Mais c’était compter sans l’initiative de Nicola Sturgeon. La dirigeante du Scottish National Party (SNP), parti indépendantiste, a souhaité l’organisation d’un référendum «entre l’automne 2018 et le printemps 2019», soit avant le Brexit définitif, mais au moment où le contenu des négociations commencera à émerger… Ces négociations, entre le Royaume-Uni et les vingt-sept autres membres de l’Union européenne, doivent en principe durer deux ans, à compter de l’invocation de l’article 50. Pendant cette période, le Royaume-Uni reste officiellement membre de l’UE.

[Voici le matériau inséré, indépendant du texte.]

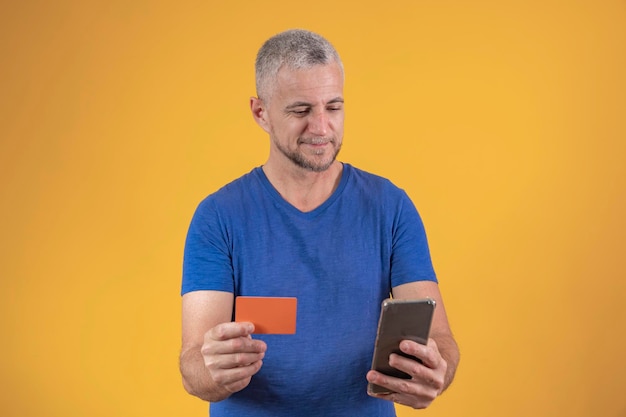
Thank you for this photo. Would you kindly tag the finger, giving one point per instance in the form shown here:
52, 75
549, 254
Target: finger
230, 346
231, 361
428, 354
419, 373
236, 379
225, 331
400, 387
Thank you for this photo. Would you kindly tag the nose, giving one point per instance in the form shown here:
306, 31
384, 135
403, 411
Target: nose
318, 123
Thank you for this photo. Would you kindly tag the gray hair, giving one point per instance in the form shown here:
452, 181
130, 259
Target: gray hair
296, 49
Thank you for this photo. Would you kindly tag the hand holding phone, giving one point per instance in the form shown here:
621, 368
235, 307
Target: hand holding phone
399, 320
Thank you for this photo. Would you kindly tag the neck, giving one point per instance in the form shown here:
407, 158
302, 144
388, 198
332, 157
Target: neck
305, 190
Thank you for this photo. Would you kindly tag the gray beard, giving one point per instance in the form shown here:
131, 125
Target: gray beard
300, 160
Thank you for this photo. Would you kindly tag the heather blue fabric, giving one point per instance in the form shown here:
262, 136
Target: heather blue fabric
340, 260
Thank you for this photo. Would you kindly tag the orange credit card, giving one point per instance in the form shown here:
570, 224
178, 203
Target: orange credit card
270, 315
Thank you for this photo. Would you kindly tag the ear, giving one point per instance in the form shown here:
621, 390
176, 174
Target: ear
259, 112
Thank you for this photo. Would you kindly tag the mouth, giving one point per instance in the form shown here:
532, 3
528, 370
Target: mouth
316, 142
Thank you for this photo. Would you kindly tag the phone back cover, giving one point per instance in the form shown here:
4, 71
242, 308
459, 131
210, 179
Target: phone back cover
399, 320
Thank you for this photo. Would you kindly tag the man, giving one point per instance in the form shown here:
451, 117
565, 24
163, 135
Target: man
308, 226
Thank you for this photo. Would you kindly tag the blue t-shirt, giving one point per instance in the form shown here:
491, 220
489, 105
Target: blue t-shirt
340, 261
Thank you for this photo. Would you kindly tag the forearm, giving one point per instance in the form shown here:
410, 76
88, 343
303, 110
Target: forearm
197, 380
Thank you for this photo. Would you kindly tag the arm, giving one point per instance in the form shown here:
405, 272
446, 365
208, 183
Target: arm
439, 358
217, 357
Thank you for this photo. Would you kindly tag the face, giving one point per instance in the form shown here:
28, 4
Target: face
304, 117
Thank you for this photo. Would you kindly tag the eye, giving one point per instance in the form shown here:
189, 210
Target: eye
300, 111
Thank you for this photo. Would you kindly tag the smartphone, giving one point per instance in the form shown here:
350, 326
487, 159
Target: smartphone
399, 320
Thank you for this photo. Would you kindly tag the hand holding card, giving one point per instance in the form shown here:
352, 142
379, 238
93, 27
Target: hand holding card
270, 315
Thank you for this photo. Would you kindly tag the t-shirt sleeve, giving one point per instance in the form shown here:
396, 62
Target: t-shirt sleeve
410, 258
207, 261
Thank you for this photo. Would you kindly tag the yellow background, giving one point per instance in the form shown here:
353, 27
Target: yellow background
505, 122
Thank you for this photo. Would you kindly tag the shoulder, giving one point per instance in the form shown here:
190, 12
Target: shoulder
374, 185
232, 195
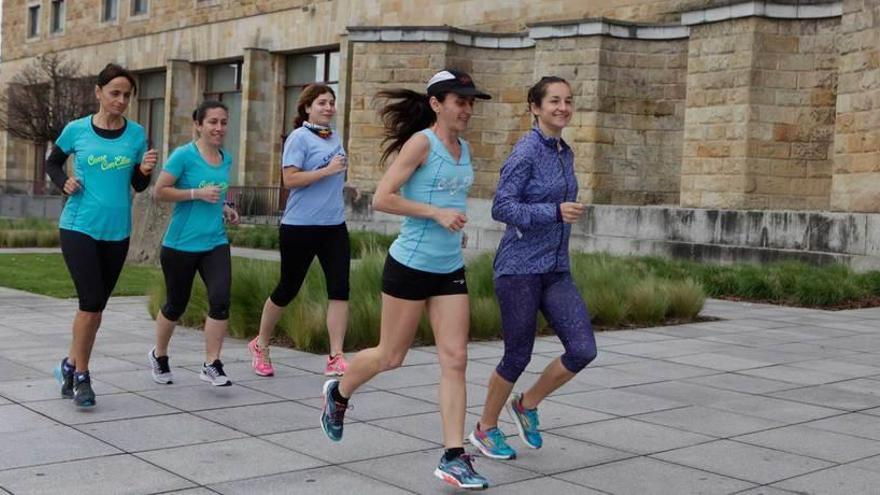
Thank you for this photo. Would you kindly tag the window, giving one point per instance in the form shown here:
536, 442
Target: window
33, 21
303, 70
139, 7
151, 107
224, 84
58, 12
110, 10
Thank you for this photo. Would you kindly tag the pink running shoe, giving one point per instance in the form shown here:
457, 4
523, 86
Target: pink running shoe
261, 361
336, 365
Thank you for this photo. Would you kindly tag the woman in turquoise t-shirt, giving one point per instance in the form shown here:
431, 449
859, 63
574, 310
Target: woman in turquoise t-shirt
110, 157
196, 178
427, 183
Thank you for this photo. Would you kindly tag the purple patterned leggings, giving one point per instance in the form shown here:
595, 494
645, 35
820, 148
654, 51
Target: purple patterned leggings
555, 295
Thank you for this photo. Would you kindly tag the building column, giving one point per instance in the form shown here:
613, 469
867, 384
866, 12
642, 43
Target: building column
856, 172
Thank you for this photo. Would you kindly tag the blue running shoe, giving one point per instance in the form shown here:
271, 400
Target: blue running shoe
333, 414
526, 421
459, 472
64, 375
491, 443
83, 395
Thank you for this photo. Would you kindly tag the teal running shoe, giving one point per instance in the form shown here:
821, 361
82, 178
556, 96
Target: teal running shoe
491, 443
333, 414
459, 472
64, 375
526, 421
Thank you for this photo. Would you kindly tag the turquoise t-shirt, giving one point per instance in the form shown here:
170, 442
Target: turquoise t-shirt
319, 203
101, 209
197, 225
424, 244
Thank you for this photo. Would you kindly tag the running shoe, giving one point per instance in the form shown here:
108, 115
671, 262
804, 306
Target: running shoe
83, 395
64, 375
459, 472
336, 366
333, 413
491, 443
260, 359
213, 373
159, 368
526, 421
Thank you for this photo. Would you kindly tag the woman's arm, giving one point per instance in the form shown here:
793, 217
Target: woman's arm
388, 199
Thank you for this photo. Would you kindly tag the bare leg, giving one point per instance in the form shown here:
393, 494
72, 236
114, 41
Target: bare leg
400, 320
85, 328
164, 331
337, 324
450, 317
215, 332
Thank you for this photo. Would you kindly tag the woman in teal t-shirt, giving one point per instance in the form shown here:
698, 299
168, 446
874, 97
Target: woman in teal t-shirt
110, 158
196, 177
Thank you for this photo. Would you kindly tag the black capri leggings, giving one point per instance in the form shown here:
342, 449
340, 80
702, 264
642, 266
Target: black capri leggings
299, 246
94, 267
180, 269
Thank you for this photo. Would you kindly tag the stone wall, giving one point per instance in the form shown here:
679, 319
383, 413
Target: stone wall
856, 174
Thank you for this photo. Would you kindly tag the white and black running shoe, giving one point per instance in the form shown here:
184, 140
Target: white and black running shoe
159, 368
213, 373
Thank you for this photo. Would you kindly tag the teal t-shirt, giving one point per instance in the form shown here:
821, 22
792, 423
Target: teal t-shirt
101, 209
441, 181
197, 225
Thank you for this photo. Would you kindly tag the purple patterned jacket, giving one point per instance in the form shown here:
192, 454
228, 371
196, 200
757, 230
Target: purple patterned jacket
536, 177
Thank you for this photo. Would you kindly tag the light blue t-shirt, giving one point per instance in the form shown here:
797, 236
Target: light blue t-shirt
197, 225
102, 207
319, 203
424, 244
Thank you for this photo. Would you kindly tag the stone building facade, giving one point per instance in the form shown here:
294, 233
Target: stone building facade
686, 103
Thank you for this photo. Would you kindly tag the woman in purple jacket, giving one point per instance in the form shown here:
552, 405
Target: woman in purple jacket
536, 198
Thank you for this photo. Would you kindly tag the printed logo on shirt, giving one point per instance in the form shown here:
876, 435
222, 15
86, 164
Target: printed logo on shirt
222, 185
118, 162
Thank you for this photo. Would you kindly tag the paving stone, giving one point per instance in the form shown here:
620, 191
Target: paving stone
744, 462
112, 475
361, 441
229, 460
633, 436
159, 432
708, 421
642, 475
48, 445
320, 480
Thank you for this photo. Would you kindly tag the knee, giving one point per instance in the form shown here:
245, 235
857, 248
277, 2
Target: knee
512, 366
172, 312
218, 310
579, 359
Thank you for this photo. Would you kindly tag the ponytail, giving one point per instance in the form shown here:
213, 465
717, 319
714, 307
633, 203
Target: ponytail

Ironie. Finalement, Theresa May devrait attendre la toute fin du mois de mars, notamment pour éviter toute collusion avec les élections législatives aux Pays-Bas mercredi (lire pages 2 à 5) et les cérémonies d’anniversaire des soixante ans du Traité de Rome, traité fondateur de l’UE, le 25 mars.

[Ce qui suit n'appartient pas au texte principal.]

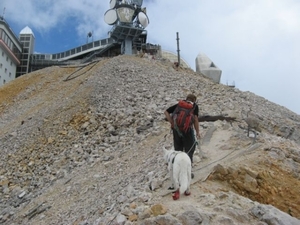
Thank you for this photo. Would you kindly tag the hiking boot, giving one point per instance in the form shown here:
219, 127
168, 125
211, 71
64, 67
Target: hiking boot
187, 193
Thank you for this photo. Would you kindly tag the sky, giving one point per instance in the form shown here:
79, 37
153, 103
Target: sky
254, 42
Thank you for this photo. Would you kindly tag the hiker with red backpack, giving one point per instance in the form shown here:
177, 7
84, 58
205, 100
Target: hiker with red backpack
183, 118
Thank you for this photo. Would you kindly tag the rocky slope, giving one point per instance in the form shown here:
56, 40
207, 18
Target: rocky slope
82, 145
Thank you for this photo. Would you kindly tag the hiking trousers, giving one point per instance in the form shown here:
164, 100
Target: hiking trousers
185, 142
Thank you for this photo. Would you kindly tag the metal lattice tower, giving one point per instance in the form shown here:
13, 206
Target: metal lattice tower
129, 21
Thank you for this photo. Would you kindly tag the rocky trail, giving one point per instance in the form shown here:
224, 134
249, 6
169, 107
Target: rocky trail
83, 145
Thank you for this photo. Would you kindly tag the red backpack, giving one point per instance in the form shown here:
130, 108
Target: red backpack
183, 116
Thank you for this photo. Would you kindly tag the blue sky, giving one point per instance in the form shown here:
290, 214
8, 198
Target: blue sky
254, 42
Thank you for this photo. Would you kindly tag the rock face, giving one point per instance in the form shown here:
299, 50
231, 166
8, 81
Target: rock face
83, 145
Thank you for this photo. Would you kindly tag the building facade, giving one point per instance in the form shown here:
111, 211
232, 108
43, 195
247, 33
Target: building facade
27, 40
10, 53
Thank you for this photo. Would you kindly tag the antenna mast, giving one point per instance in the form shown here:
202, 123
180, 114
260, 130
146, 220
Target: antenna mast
3, 12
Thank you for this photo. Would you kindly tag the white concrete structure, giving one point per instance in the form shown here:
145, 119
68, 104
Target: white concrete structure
205, 66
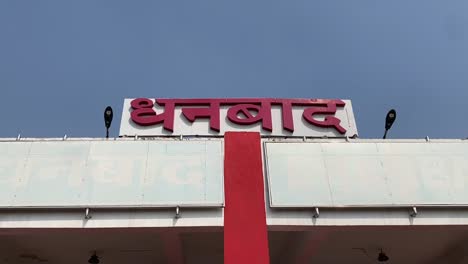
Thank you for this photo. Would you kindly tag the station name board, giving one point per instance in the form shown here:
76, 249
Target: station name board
212, 117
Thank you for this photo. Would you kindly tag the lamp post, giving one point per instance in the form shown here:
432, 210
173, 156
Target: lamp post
108, 115
391, 116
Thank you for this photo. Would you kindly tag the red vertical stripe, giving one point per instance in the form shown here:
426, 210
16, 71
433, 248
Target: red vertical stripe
245, 230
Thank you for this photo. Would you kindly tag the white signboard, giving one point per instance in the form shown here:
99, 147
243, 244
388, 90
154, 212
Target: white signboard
214, 117
367, 174
111, 174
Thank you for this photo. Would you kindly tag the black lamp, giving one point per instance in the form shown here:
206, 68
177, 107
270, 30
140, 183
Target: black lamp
94, 259
391, 116
382, 257
108, 115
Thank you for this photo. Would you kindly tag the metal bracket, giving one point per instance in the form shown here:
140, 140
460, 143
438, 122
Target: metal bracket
87, 214
177, 216
413, 212
316, 213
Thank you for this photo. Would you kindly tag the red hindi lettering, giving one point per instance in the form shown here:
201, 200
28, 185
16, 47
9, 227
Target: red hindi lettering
143, 113
263, 113
211, 113
329, 121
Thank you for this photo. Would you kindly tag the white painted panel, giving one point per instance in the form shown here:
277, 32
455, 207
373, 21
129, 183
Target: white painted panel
367, 174
111, 173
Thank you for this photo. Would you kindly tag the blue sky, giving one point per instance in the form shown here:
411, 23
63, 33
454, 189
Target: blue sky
62, 62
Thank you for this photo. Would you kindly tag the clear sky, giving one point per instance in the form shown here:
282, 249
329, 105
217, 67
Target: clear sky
62, 62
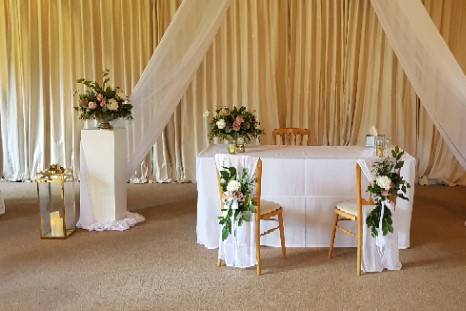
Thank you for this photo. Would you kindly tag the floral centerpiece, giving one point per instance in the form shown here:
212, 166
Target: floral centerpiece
388, 185
238, 199
236, 124
102, 102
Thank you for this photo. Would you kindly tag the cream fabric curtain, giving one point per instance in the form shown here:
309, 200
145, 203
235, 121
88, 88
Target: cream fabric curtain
431, 67
170, 71
325, 65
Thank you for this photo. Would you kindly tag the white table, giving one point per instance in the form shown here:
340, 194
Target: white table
307, 181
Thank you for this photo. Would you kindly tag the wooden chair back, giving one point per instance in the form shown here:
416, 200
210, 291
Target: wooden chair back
292, 136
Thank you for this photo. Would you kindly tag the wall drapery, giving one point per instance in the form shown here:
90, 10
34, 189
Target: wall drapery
325, 65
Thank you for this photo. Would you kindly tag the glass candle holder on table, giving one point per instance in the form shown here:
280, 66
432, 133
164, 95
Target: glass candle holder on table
380, 146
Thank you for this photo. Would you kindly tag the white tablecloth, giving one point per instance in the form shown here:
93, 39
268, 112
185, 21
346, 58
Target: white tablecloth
307, 181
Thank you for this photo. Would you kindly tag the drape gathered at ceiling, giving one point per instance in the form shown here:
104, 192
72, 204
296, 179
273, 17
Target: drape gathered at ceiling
325, 65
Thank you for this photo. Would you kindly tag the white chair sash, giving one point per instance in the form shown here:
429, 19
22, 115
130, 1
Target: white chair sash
381, 252
239, 249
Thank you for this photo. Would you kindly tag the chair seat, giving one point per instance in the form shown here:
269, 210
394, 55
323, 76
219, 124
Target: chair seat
349, 207
267, 207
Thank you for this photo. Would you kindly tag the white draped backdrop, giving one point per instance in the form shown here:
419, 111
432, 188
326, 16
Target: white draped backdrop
33, 106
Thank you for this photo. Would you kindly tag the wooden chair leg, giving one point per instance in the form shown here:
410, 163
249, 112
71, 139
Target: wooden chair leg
282, 232
359, 251
332, 239
258, 245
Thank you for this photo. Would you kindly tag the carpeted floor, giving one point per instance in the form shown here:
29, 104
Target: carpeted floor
159, 266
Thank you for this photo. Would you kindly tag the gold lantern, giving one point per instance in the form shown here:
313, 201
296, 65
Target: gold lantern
56, 194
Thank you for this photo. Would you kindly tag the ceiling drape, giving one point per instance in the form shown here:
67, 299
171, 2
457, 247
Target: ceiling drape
325, 65
432, 69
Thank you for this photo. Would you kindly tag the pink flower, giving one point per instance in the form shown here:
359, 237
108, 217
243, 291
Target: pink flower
236, 126
92, 105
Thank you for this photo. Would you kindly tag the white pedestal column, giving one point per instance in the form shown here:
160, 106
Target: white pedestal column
103, 176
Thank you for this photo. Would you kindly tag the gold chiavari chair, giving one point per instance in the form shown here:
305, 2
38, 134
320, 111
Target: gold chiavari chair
292, 136
264, 211
352, 211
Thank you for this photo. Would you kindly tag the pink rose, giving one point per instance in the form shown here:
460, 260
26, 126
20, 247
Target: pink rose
236, 126
92, 105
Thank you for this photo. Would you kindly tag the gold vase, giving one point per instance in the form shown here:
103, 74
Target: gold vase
240, 145
104, 123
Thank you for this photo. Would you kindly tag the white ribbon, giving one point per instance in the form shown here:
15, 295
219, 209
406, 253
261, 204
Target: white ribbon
380, 239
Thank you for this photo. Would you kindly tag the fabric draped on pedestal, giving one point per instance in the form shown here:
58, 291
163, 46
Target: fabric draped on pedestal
239, 249
129, 220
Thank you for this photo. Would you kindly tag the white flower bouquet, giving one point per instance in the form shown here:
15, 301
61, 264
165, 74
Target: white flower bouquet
238, 199
102, 102
231, 124
388, 185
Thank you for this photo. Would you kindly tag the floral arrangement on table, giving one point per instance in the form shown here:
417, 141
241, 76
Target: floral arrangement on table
388, 185
238, 199
102, 102
231, 124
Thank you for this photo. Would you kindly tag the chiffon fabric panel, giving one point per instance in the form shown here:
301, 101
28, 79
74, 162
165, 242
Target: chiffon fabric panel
239, 249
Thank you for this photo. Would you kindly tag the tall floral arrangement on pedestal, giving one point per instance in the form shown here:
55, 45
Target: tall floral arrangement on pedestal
102, 102
238, 199
231, 124
387, 185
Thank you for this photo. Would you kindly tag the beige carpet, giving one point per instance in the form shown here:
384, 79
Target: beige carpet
159, 266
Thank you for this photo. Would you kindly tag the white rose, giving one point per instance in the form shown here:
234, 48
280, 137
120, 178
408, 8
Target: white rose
383, 182
233, 185
221, 124
112, 105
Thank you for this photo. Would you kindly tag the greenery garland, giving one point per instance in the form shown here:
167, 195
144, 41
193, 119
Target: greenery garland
388, 184
238, 199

La Première ministre a jugé «profondément regrettable» l’annonce de Nicola Sturgeon, en indiquant qu’un second référendum sur son indépendance placerait l’Ecosse sur la voie de «l’incertitude et de la division. La politique n’est pas un jeu», s’est-elle exclamée. L’ironie de ce jugement, venu de la dirigeante issue du parti qui a parié en juin l’avenir du pays au sein de l’UE sur un référendum incertain, n’a pas manqué d’être relevé… «David Cameron a perdu l’Europe et Theresa May pourrait bien perdre le Royaume-Uni», a ainsi analysé Denis MacShane, ex-ministre de l’Europe sous Tony Blair.

Il y a deux ans, le 18 septembre 2014, les Ecossais avaient rejeté à 55 % l’indépendance. Mais entre-temps, les circonstances ont changé, brutalement. Le Royaume-Uni a voté le 23 juin en faveur d’une sortie de l’UE. Alors l’Ecosse choisissait à 62 % de rester européenne.

Depuis le vote, le gouvernement écossais, dominé par le parti indépendantiste de Nicola Sturgeon tente d’influencer la Première ministre Theresa May afin de limiter l’impact du Brexit, en insistant notamment sur la nécessité de rester membre du marché unique.

 

«Or le gouvernement britannique n’a pas bougé d’un centimètre en faveur d’un compromis», a constaté Nicola Sturgeon, qui a ajouté que l’annonce faite en janvier par May que le Royaume-Uni avait l’intention de sortir du marché unique et de l’union douanière avait été communiquée «sans consultations préalables». «La voix de l’Ecosse ne peut être ignorée sur un tel sujet, a-t-elle assuré. Il ne s’agit pas seulement de la question de notre relation avec l’Europe mais également du genre de pays que nous souhaitons être.» Et cette décision doit revenir «au peuple écossais», a dit la Première ministre.

Négociations. A l’heure actuelle, les sondages donnent toujours une légère majorité en faveur du maintien de l’Ecosse au sein du Royaume-Uni, mais l’écart se resserre. Et Sturgeon sait que plus les négociations sembleront difficiles et auront l’air de se diriger vers un Brexit «dur», plus la cause de l’indépendance de l’Ecosse se trouvera renforcée.

Les troupes du SNP sont aguerries, après deux référendums et une élection générale en deux ans. Alors que le «non» des Ecossais au premier référendum était lié à la peur du saut dans l’inconnu de l’indépendance, cette fois-ci, le «oui» signifierait le rejet de l’inconnu du Brexit. May et le parlement de Westminster peuvent techniquement s’opposer à la tenue du référendum, mais ce serait politiquement difficile à justifier.

L’annonce de Nicola Sturgeon intervient une semaine après des élections en Irlande du Nord qui ont vu une forte poussée des nationalistes du Sinn Féin, en faveur d’un maintien au sein de l’UE. Comme l’Ecosse, l’Irlande du Nord a voté en juin à 56 % pour rester européenne. Alors que May s’apprête à engager des négociations cruciales, le Royaume-Uni apparaît plus que jamais profondément divisé et son avenir incertain.